For more than 50 years, Jurjevich says, people in this country consistently have moved to places where they were more likely to get jobs. Not now, and not in Portland. Jurjevich calls it “a new frontier in migration patterns.”
Those new migrants are coming to Portland and staying despite the fact that they are making 84 cents on the dollar compared to college grads in other U.S. cities.

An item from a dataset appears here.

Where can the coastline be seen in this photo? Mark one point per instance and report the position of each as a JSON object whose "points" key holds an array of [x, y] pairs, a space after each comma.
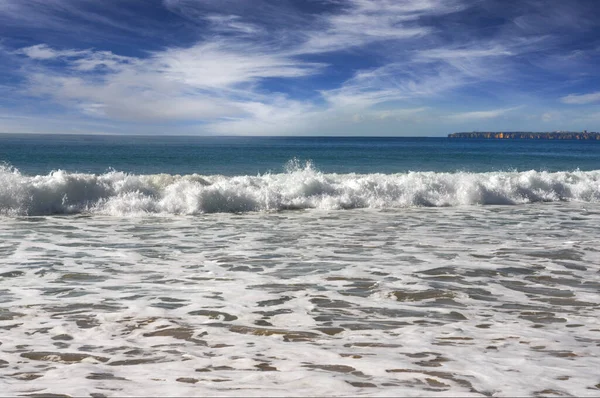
{"points": [[526, 135]]}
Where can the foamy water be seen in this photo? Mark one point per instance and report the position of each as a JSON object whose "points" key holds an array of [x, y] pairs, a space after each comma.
{"points": [[386, 299], [301, 187]]}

On average, a college-educated young Portlander makes about $8,000 less per year than a counterpart in Seattle doing comparable work.
The PSU report notes that young college-educated Portlanders have an unemployment rate 20 percent to 30 percent higher than the average for the nation’s 50 largest metro areas.

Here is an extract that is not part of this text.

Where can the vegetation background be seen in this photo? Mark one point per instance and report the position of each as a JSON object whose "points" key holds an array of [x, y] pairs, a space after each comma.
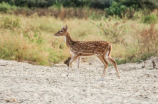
{"points": [[27, 28]]}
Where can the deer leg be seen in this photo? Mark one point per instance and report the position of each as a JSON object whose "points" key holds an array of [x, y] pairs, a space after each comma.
{"points": [[78, 63], [70, 63], [105, 66], [115, 65]]}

The educated young are coming to Portland, the PSU study suggests, for the cheaply obtained quality of life.
Which makes it unsurprising that the young creatives aren’t proving to be the economic engine the city had hoped. Multnomah County ranks second to last in job creation among 194 metro-area counties in the West during the past decade. Since 1997, Multnomah County has lost more than 26,000 private-sector jobs.
Emphasis added. Portland isn't the only city sitting at the new frontier of migration patterns. Jurjevich lists the top-10:
A few surprises, no? All hail the Texas Triangle, including my new favorite metro, San Antonio. And then there is, of course, Shittsburgh. Portland, that has to sting.
Joe Cortright isn't worried. I sure would be. Companies can find a similar talent pool in Pittsburgh and, increasingly, in San Antonio. Both cities have a blue collar work ethic. Why would I move my business to where workers are only semi-interested in a job? Why wouldn't I relocate to Louisville? Portland's self-delusion continues.